Comfort: Offering comfort to a spouse is important if they are sharing about a particularly emotional or vulnerable subject. If we see that a spouse is hurt, we want to show them that we care about their feelings. We do this by comforting, which can look different for each couple. The type of comfort your spouse may want ultimately depends on their personality as well as what they are feeling. If you are unsure what would comfort your spouse during a heavy moment, the best way to find out is to ask them. Here are some examples of ways to comfort a spouse:

Speak encouragement about a tough time.

Hold your spouse in your arms or rub their back.  

Make them their favorite comforting food or drink. 

Complement them for their efforts.

Opinions: If a spouse is looking for advice or perspective, it is okay to offer your opinion on the situation, but be gracious. It is important to make sure not to shame a spouse by what is said, or make them feel criticized. If a spouse is asking for advice, do your best to offer a helpful opinion or solution to their problem. Do the best you can to stay positive and encouraging. If you are not sure what advice to give, empathize with them at the difficulty of their circumstances and let them know you will support them through this. 

One thing to remember when offering an opinion, is not to ever judge a spouse. Judging can look like criticizing a spouse's actions, assuming you would have performed better than them in the given situation, or feeling superior to your spouse based on their choices. All of these judgements will only bring division and distrust to the relationship. Judgement creates an unsafe place for sharing and communicates contempt to the other person. Plus, judging a spouse is never a fair act, as no one can truly judge what it feels like to be another person. 

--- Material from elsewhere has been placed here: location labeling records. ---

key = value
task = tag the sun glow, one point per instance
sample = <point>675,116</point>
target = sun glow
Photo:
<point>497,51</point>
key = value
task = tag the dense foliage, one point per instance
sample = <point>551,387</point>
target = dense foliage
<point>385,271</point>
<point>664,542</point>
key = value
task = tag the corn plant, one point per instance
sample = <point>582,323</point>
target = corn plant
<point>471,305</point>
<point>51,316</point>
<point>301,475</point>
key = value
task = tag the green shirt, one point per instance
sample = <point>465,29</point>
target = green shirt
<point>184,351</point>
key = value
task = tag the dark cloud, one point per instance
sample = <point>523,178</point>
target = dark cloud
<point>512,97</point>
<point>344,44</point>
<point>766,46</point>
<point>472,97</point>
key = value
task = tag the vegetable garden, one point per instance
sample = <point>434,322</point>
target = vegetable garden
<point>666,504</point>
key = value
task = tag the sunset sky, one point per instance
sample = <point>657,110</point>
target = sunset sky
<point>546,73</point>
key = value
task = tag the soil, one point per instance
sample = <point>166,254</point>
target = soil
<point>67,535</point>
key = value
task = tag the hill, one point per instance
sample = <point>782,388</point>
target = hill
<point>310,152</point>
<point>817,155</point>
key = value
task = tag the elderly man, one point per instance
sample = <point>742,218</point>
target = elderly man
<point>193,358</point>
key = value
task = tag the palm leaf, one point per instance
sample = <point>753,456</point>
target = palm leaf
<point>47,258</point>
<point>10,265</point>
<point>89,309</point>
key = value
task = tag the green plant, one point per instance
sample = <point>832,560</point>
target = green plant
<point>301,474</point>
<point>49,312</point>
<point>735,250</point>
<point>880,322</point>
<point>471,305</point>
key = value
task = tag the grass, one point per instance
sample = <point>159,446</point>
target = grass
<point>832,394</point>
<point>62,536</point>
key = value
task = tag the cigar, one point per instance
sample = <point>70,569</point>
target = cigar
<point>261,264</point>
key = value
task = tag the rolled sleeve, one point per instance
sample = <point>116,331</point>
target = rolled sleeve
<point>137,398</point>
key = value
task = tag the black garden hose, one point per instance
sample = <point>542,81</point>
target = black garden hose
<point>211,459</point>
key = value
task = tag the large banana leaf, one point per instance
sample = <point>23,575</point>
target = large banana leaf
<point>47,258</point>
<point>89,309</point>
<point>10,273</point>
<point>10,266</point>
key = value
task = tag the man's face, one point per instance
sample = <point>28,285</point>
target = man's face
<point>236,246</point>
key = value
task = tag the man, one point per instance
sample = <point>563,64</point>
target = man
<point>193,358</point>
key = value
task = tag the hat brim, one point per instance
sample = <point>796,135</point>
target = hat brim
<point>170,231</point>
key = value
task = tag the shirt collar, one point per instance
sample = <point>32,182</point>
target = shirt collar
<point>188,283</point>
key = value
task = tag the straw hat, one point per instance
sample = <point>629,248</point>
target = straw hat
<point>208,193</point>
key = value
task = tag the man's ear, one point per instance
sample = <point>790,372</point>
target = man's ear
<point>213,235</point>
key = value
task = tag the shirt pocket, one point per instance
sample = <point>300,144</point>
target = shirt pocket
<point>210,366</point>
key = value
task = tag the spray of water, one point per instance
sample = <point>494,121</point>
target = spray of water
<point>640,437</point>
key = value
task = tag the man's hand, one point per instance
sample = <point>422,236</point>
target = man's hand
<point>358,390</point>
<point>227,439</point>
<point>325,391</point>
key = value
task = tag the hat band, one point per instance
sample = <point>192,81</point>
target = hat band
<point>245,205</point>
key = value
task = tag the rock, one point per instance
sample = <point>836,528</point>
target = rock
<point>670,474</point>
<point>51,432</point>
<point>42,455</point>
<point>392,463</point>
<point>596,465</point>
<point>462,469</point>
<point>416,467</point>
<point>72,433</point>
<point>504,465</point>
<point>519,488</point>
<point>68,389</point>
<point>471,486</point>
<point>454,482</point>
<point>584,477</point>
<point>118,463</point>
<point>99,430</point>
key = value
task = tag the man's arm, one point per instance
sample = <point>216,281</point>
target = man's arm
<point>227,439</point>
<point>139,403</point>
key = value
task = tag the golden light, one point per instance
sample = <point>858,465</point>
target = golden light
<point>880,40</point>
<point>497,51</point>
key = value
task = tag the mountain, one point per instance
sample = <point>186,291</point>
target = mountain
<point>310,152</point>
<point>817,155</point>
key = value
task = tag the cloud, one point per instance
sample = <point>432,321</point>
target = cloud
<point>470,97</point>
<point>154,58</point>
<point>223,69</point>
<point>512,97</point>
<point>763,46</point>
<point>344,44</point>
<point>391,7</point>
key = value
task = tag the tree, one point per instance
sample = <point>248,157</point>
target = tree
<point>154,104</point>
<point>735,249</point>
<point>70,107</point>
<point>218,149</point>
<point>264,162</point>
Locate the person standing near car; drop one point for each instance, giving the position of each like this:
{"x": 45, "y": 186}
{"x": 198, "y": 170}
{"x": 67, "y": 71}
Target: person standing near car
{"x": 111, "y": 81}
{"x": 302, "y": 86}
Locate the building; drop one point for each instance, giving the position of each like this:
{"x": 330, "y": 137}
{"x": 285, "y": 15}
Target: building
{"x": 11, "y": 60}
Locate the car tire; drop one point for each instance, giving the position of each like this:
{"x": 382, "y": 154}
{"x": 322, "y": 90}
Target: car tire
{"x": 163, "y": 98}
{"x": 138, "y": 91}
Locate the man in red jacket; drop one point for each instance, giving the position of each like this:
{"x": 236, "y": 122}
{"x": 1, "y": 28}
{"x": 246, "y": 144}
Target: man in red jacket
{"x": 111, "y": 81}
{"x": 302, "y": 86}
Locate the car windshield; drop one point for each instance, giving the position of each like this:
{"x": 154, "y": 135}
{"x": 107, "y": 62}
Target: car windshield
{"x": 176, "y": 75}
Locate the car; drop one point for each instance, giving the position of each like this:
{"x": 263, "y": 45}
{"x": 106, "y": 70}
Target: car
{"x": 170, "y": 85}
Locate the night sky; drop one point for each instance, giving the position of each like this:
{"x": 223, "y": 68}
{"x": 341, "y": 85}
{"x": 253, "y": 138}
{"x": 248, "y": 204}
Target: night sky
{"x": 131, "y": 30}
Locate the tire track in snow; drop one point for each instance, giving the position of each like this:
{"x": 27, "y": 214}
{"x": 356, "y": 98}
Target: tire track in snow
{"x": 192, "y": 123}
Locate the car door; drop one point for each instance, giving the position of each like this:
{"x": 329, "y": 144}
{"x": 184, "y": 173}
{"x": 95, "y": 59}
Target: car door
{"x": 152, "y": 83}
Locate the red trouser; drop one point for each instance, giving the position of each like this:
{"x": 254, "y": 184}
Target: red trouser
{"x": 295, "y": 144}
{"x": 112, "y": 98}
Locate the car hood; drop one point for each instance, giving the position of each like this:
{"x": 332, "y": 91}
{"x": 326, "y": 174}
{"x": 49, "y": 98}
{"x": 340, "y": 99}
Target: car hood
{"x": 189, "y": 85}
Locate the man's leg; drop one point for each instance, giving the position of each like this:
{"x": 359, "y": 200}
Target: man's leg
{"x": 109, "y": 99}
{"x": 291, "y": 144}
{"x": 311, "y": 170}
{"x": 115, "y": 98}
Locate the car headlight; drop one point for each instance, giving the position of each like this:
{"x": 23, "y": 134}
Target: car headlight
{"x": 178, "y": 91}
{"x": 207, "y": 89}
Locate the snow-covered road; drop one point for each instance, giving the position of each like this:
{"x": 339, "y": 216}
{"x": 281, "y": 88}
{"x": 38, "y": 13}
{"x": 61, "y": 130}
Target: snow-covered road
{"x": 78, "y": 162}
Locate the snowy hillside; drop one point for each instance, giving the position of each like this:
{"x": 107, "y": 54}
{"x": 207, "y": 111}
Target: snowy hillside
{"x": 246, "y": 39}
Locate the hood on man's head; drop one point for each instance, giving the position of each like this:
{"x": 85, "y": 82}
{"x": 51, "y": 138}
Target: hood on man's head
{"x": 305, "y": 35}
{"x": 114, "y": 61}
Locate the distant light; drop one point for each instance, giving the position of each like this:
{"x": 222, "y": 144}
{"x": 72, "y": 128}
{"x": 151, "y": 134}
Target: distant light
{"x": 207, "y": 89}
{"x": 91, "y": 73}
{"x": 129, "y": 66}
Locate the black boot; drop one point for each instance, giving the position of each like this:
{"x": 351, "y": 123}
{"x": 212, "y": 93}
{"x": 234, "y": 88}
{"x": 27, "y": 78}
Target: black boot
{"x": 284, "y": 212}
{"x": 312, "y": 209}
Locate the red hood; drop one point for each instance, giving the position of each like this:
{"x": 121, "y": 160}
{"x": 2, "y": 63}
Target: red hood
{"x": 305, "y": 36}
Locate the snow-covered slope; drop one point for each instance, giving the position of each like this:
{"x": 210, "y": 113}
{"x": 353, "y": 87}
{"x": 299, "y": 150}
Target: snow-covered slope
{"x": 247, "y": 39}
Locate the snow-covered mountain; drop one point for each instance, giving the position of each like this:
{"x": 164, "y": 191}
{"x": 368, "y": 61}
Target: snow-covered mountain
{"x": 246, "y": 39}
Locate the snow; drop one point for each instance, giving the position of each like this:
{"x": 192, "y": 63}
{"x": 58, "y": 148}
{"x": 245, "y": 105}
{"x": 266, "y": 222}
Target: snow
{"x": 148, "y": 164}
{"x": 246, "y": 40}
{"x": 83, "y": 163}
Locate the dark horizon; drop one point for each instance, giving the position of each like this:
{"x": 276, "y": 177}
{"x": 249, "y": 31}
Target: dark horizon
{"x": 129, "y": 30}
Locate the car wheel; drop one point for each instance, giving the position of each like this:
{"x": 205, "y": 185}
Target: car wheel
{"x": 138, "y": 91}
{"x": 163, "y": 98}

Apologies: Perhaps the most difficult response as a listener is having to apologize. Most of us who grew up with siblings have given an apology that we didn’t really mean and possibly received one. If you are good at apologies then I commend you, because I can’t always say the same for myself. However, apologizing is an important task of a good listener because it repairs some of the damage when we have caused hurt. 

The encouragement I can offer here, is that if there is anything you can apologize for, do it. Why not be the person in the relationship who chooses to be quick to apologize? One of the reasons apologizing is so hard is because it hurts our pride, especially when we don’t think that we’ve done anything wrong. However, apologizing is not about having done something wrong, it is about expressing a feeling — a feeling of contrition for having caused pain to the person we love (whether unintentional or not). An apology does not always have to mean that someone is in the wrong, but merely that we regret hurting the other. At least we should be able to apologize for that, if nothing else (though usually I can apologize for more).  


Photo by Brittani Burns on Unsplash

The biggest sacrifice

We cannot thrive in a relationship if we don’t feel understood and valued; listening is key in creating those affirmative feelings and building trust. Being a good listener creates a deeper connection between spouses and is crucial to building a healthy, long-lasting relationship. 

After looking at the four steps I have laid out, it is clear that in order to be a good listener we must do something very difficult: we must choose to be selfless. I’m not underestimating the difficulty of this, because it is not easy. However, I’m asking us (myself included) to choose to put aside our own needs for a period of time, in order to meet the needs of the other. In doing that, we are trusting that eventually there will be a time for the other person to meet our needs, but that time is not yet. This is a great display of love for the other person; to be a good listener, sometimes you must sacrifice getting what you need in order to be there for the spouse who is sharing. Truly, this can only help us in our marriages, because the reality is that love does not survive under the mindset of, ME FIRST.